# How do you find the antiderivative of e^( -x)*cos2x?

Apr 11, 2018

$= - \frac{1}{5} {e}^{- x} \left(\cos 2 x - 2 \sin 2 x\right) + C$

#### Explanation:

$\int \mathrm{dx} \setminus {e}^{- x} \cos 2 x$

$= m a t h \boldsymbol{R e} \left(\int \mathrm{dx} \setminus {e}^{- x} {e}^{2 i x}\right)$

$= m a t h \boldsymbol{R e} \left(\frac{1}{- 1 + 2 i} {e}^{\left(- 1 + 2 i\right) x}\right)$

$= {e}^{- x} m a t h \boldsymbol{R e} \left(\frac{- 1 - 2 i}{5} \left(\cos 2 x + i \sin 2 x\right)\right)$

$= \frac{1}{5} {e}^{- x} \left(- \cos 2 x + 2 \sin 2 x\right) + C$

$= - \frac{1}{5} {e}^{- x} \left(\cos 2 x - 2 \sin 2 x\right) + C$

Apr 11, 2018

$\int \setminus {e}^{- x} \cos \left(2 x\right) \setminus \mathrm{dx} = {e}^{- x} / 5 \left\{2 \sin \left(2 x\right) - \cos \left(2 x\right)\right\} + C$

#### Explanation:

Let:

$I = \int \setminus {e}^{- x} \setminus \cos \left(2 x\right) \setminus \mathrm{dx}$

We can use integration by parts:

Let $\left\{\begin{matrix}u & = \cos 2 x & \implies \frac{\mathrm{du}}{\mathrm{dx}} = - 2 \sin x \\ \frac{\mathrm{dv}}{\mathrm{dx}} & = {e}^{- x} & \implies v = - {e}^{- x}\end{matrix}\right.$

Then plugging into the IBP formula:

$\int \setminus \left(u\right) \left(\frac{\mathrm{dv}}{\mathrm{dx}}\right) \setminus \mathrm{dx} = \left(u\right) \left(v\right) - \int \setminus \left(v\right) \left(\frac{\mathrm{du}}{\mathrm{dx}}\right) \setminus \mathrm{dx}$

gives us

$\int \setminus \left(\cos 2 x\right) \left({e}^{- x}\right) \setminus \mathrm{dx} = \left(\cos 2 x\right) \left(- {e}^{- x}\right) - \int \setminus \left(- {e}^{- x}\right) \left(- 2 \sin 2 x\right) \setminus \mathrm{dx}$
$\therefore I = - {e}^{- x} \cos 2 x - 2 \setminus \int \setminus {e}^{- x} \setminus \sin 2 x \setminus \mathrm{dx}$ .... [A]

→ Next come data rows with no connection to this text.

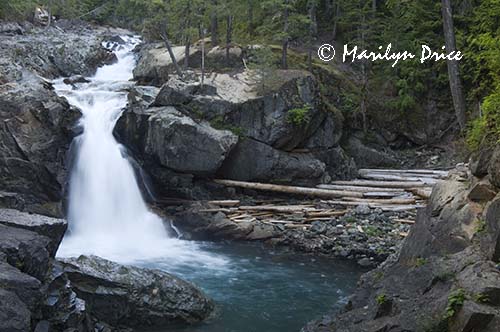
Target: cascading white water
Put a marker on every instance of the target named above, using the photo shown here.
(107, 214)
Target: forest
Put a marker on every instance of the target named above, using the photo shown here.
(249, 165)
(303, 25)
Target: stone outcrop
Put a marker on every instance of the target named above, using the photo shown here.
(129, 296)
(446, 276)
(185, 133)
(38, 293)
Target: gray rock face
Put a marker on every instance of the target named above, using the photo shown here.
(36, 136)
(52, 228)
(255, 161)
(14, 316)
(366, 156)
(186, 146)
(445, 278)
(36, 129)
(122, 295)
(479, 162)
(494, 167)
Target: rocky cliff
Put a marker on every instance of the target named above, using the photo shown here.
(447, 275)
(36, 129)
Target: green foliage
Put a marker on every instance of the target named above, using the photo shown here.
(381, 299)
(481, 298)
(480, 226)
(455, 301)
(299, 116)
(372, 231)
(220, 124)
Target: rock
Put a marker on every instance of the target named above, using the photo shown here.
(62, 308)
(339, 165)
(479, 162)
(75, 80)
(26, 250)
(494, 168)
(482, 192)
(491, 242)
(26, 288)
(130, 296)
(255, 161)
(52, 228)
(14, 316)
(154, 65)
(207, 226)
(473, 317)
(365, 156)
(261, 232)
(11, 28)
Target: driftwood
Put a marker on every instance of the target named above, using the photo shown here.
(229, 203)
(388, 184)
(290, 189)
(357, 188)
(412, 171)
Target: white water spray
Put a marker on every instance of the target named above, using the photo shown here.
(107, 214)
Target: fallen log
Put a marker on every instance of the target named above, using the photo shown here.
(424, 193)
(416, 171)
(393, 201)
(390, 177)
(290, 189)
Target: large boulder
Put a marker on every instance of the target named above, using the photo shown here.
(130, 296)
(26, 250)
(252, 160)
(52, 228)
(176, 141)
(494, 167)
(366, 156)
(14, 315)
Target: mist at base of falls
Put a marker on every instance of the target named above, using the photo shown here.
(255, 288)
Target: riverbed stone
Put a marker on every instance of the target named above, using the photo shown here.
(252, 160)
(131, 296)
(494, 167)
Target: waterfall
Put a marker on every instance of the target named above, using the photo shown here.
(107, 214)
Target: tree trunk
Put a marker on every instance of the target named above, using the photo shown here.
(214, 25)
(453, 70)
(250, 5)
(284, 53)
(313, 30)
(163, 34)
(229, 34)
(335, 20)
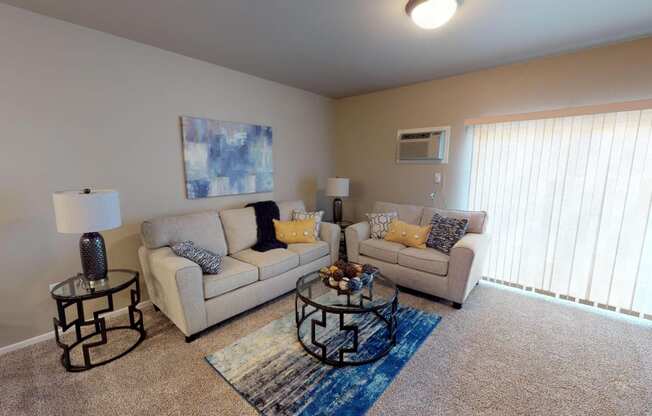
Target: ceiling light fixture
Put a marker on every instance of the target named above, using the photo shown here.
(430, 14)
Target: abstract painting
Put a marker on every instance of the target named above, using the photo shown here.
(226, 158)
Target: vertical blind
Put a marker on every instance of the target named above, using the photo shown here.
(569, 202)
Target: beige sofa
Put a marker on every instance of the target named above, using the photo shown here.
(194, 301)
(450, 277)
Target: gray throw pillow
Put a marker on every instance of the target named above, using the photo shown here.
(445, 232)
(209, 262)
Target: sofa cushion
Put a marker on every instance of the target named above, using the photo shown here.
(381, 250)
(240, 228)
(309, 252)
(285, 209)
(203, 228)
(425, 259)
(234, 275)
(477, 219)
(270, 263)
(408, 213)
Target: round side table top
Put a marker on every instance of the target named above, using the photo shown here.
(79, 287)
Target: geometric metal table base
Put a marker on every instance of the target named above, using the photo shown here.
(320, 313)
(98, 323)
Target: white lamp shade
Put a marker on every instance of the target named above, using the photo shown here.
(337, 187)
(78, 212)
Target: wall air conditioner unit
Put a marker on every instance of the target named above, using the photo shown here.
(425, 145)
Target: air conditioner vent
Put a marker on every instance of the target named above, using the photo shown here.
(425, 145)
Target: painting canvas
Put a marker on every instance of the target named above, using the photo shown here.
(226, 158)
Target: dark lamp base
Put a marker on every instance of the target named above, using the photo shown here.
(337, 210)
(93, 256)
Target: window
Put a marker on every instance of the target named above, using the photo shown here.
(569, 202)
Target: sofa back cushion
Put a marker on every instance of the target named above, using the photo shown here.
(285, 209)
(239, 228)
(202, 228)
(407, 213)
(477, 219)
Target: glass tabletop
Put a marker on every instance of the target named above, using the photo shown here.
(77, 287)
(380, 293)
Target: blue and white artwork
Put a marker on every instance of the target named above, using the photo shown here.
(226, 158)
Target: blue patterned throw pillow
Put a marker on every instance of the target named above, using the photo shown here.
(209, 262)
(446, 232)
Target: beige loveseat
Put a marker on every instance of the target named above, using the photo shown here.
(451, 277)
(194, 301)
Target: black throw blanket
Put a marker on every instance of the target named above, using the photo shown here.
(266, 211)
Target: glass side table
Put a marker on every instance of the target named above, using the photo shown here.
(76, 290)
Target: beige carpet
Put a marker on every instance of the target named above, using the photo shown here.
(505, 353)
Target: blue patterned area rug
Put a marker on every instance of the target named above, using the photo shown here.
(271, 370)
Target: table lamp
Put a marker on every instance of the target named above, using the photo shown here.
(86, 212)
(337, 187)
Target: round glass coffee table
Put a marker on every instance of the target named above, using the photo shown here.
(92, 333)
(341, 328)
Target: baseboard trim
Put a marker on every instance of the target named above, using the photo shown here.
(50, 335)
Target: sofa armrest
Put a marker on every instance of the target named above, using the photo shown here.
(177, 288)
(331, 233)
(466, 265)
(354, 235)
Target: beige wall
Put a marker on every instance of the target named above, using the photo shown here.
(80, 107)
(367, 124)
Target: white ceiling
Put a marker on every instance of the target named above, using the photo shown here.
(344, 47)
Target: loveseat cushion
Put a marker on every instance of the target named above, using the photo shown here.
(425, 259)
(309, 252)
(235, 274)
(240, 228)
(270, 263)
(381, 250)
(203, 228)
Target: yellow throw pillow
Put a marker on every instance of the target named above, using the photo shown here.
(408, 234)
(291, 232)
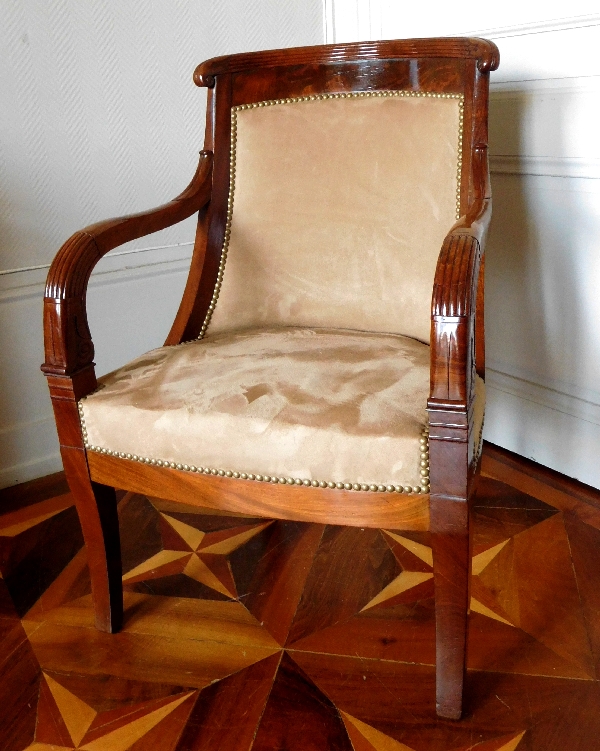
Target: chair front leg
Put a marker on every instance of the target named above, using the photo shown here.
(451, 573)
(97, 509)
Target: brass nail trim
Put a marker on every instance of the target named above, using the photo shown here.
(314, 98)
(257, 477)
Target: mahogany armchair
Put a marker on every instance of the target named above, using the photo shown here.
(310, 374)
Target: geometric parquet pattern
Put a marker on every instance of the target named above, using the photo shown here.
(244, 633)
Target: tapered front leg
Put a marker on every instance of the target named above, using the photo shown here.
(451, 573)
(97, 509)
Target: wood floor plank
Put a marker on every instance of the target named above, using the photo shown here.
(227, 713)
(197, 669)
(274, 592)
(351, 567)
(143, 657)
(299, 717)
(19, 686)
(585, 553)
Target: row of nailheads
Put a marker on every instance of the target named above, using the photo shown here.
(423, 488)
(312, 98)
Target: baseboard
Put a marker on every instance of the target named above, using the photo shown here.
(557, 430)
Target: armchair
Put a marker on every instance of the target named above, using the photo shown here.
(308, 348)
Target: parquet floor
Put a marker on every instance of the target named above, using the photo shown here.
(241, 633)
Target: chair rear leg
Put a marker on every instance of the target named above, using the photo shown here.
(97, 509)
(451, 573)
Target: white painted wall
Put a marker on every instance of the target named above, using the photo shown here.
(543, 254)
(99, 117)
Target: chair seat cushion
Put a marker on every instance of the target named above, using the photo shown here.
(310, 404)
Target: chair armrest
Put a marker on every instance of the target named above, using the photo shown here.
(454, 305)
(67, 339)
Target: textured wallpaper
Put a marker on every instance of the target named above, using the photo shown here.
(99, 114)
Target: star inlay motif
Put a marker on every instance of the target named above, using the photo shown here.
(408, 579)
(67, 723)
(202, 556)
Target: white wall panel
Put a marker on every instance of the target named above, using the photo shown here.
(543, 253)
(100, 117)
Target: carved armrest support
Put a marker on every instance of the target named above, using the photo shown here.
(454, 305)
(67, 340)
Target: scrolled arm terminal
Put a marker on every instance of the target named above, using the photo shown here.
(67, 340)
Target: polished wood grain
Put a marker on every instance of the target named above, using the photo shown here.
(264, 499)
(316, 647)
(450, 65)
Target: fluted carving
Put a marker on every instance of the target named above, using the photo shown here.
(485, 52)
(67, 339)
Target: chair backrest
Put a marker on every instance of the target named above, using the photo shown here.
(339, 170)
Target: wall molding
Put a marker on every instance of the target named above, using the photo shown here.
(560, 401)
(556, 430)
(542, 27)
(545, 165)
(30, 281)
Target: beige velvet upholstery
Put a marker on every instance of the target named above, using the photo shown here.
(340, 207)
(309, 404)
(322, 404)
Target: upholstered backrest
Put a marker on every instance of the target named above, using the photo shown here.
(338, 206)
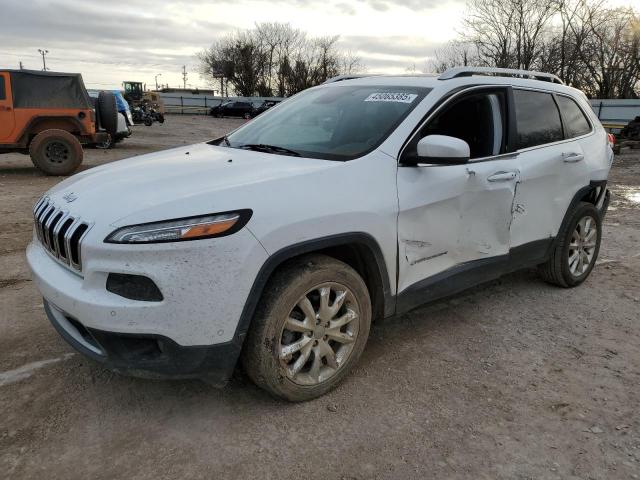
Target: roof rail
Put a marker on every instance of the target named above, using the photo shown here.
(341, 78)
(499, 72)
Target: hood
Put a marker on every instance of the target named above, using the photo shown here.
(180, 182)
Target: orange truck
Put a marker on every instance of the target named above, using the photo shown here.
(49, 116)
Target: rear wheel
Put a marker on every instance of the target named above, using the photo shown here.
(56, 152)
(576, 250)
(310, 328)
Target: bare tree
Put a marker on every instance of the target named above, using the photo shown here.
(274, 58)
(585, 42)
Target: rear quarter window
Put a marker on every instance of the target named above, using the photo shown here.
(575, 122)
(537, 117)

At first it appears as if we have made no progress, as now the second integral is similar to $I$, having exchanged $\sin 2 x$ for $\sin 2 x$, but if we apply IBP a second time then the progress will become clear:

Let $\left\{\begin{matrix}u & = \sin 2 x & \implies \frac{\mathrm{du}}{\mathrm{dx}} = 2 \cos 2 x \\ \frac{\mathrm{dv}}{\mathrm{dx}} & = {e}^{- x} & \implies v = - {e}^{- x}\end{matrix}\right.$

Then plugging into the IBP formula, gives us:

$\int \setminus \left(\sin 2 x\right) \left({e}^{- x}\right) \setminus \mathrm{dx} = \left(\sin 2 x\right) \left(- {e}^{- x}\right) - \int \setminus \left(- {e}^{- x}\right) \left(2 \cos 2 x\right) \setminus \mathrm{dx}$
$\therefore \int \setminus {e}^{- x} \setminus \sin 2 x \setminus \mathrm{dx} = - {e}^{x} \sin 2 x + 2 I$

Inserting this result into [A] we get:

$I = - {e}^{- x} \cos 2 x - 2 \left(- {e}^{x} \sin 2 x + 2 I\right) + A$

Now we can solve fior $I$

$I = - {e}^{- x} \cos 2 x + 2 {e}^{x} \sin 2 x - 4 I + A$

$\therefore 5 I = {e}^{x} \left\{2 \sin 2 x - \cos 2 x\right\} + A$

$\therefore I = {e}^{x} / 5 \left\{2 \sin 2 x - \cos 2 x\right\} + A$